大坂落城 戦国終焉の舞台 渡邊大門 角川選書

2012-11-18 10:42:01 | Weblog
 慶長五年(1600)の関ヶ原合戦から慶長二十年(1615)の豊臣家滅亡までの歴史を、徳川家康と豊臣家という対立の構図の中で描いたもの。特に大坂の陣の定説として語られる「家康謀略史観」についての疑義を表明して、それを打ち消しているところが本書の特徴である。
 著者によれば、関ヶ原合戦以降、家康の目的は秀頼をいかにして、ほかの大名と同様に配下に収めるかにあった。従来は家康が豊臣家の滅亡を企図して着々と準備を進めたとされる。そのことは方広寺鐘銘事件での老獪な手法で秀頼を翻弄したことで、より鮮明に印象付けられている。しかし、徳川方は豊臣家を大坂冬の陣で潰すことなく、和睦によって解決を図ろうとした。潰そうとすれば、潰せたにも関わらずである。
 大坂の陣で家康が提示した条件は次の通り、
 ①淀殿を江戸へ人質として送ること、②秀頼が大坂から他の場所へ移ること、③大坂城に籠城した浪人衆を追い出すこと、の3点に集約できる。家康からすれば、豊臣家が指示に従い、言うことを聞けば、むやみに争う気はなかった。しかし、結果は①と②は家康は譲歩して、③の徹底を求めたが、豊臣側にこれを確約する姿勢がなく、やむを得ず滅ぼさざるを得なかった。

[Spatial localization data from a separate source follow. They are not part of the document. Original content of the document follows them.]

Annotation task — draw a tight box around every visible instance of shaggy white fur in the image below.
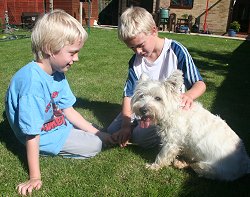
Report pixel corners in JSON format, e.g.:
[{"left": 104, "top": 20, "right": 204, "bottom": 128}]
[{"left": 131, "top": 70, "right": 250, "bottom": 181}]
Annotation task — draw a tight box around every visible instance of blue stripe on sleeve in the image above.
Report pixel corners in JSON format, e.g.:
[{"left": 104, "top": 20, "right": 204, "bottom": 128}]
[
  {"left": 171, "top": 40, "right": 202, "bottom": 90},
  {"left": 123, "top": 55, "right": 138, "bottom": 97}
]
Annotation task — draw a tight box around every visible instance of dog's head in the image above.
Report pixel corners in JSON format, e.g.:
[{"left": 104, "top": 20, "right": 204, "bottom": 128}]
[{"left": 131, "top": 70, "right": 183, "bottom": 128}]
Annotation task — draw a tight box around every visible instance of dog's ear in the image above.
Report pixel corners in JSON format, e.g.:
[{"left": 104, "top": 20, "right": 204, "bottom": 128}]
[
  {"left": 164, "top": 70, "right": 184, "bottom": 91},
  {"left": 140, "top": 72, "right": 150, "bottom": 81}
]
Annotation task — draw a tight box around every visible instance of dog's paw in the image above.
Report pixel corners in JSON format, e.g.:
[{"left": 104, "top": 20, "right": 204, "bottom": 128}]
[
  {"left": 172, "top": 159, "right": 189, "bottom": 169},
  {"left": 146, "top": 163, "right": 161, "bottom": 170}
]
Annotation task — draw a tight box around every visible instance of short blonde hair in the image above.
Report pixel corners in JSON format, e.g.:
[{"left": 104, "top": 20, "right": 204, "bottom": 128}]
[
  {"left": 118, "top": 7, "right": 156, "bottom": 41},
  {"left": 31, "top": 9, "right": 88, "bottom": 60}
]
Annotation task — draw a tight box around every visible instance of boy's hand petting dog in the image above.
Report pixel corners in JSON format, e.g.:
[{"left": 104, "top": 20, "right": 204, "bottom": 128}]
[
  {"left": 180, "top": 93, "right": 193, "bottom": 110},
  {"left": 17, "top": 178, "right": 42, "bottom": 196}
]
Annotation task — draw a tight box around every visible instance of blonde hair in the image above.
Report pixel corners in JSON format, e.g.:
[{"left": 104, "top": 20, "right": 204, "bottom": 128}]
[
  {"left": 31, "top": 9, "right": 88, "bottom": 60},
  {"left": 118, "top": 7, "right": 156, "bottom": 41}
]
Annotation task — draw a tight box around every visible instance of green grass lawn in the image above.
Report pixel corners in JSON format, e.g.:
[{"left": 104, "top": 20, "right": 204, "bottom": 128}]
[{"left": 0, "top": 28, "right": 250, "bottom": 196}]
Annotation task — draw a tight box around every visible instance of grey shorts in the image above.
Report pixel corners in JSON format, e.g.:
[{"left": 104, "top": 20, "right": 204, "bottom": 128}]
[{"left": 58, "top": 128, "right": 102, "bottom": 159}]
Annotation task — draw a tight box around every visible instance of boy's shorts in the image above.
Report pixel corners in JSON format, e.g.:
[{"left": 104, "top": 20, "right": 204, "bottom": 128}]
[{"left": 58, "top": 128, "right": 102, "bottom": 159}]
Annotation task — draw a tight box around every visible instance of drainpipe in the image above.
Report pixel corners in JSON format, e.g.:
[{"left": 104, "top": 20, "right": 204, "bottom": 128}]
[
  {"left": 155, "top": 0, "right": 160, "bottom": 13},
  {"left": 87, "top": 0, "right": 91, "bottom": 33},
  {"left": 43, "top": 0, "right": 46, "bottom": 13},
  {"left": 49, "top": 0, "right": 53, "bottom": 12},
  {"left": 79, "top": 1, "right": 83, "bottom": 25},
  {"left": 227, "top": 0, "right": 235, "bottom": 31},
  {"left": 203, "top": 0, "right": 209, "bottom": 33}
]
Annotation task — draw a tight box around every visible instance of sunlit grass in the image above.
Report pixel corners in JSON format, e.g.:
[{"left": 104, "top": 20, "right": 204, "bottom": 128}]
[{"left": 0, "top": 28, "right": 250, "bottom": 196}]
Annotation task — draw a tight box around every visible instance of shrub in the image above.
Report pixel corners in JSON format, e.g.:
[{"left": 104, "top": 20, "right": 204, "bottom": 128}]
[
  {"left": 181, "top": 14, "right": 188, "bottom": 19},
  {"left": 229, "top": 21, "right": 240, "bottom": 32}
]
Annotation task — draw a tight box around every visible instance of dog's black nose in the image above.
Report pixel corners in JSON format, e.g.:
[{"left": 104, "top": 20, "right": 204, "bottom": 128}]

豊臣家が臣従を潔しとしなかったことが滅亡につながった。これが本書の結論である。
 まあ、位人臣を極めた豊臣家にはそれなりのプライドがあり、かつての家臣に従属する屈辱を味わうよりは滅んだほうがましという美学が働いたことは理解できる。これを機に戦国時代の終焉と定義する所以は、徳川方から排除された浪人衆、彼らは戦場で活躍したが、これで終わりにを迎えた。また、多くの信者を獲得したキリシタンも家康の迫害にあって終わりを迎えた。以後は徳川幕府の強力な治世によって、長い「平和」な時代が続く。
 それにしても徳川家康という人物の我慢強さ、執着心には驚きを禁じ得ない。本書で詳細に紹介されている方広寺鐘銘事件での豊臣家に対する揺さぶりは、彼の人となりを彷彿させて興味が尽きない。古今東西の独裁者の系譜に十分入る資質を備えている。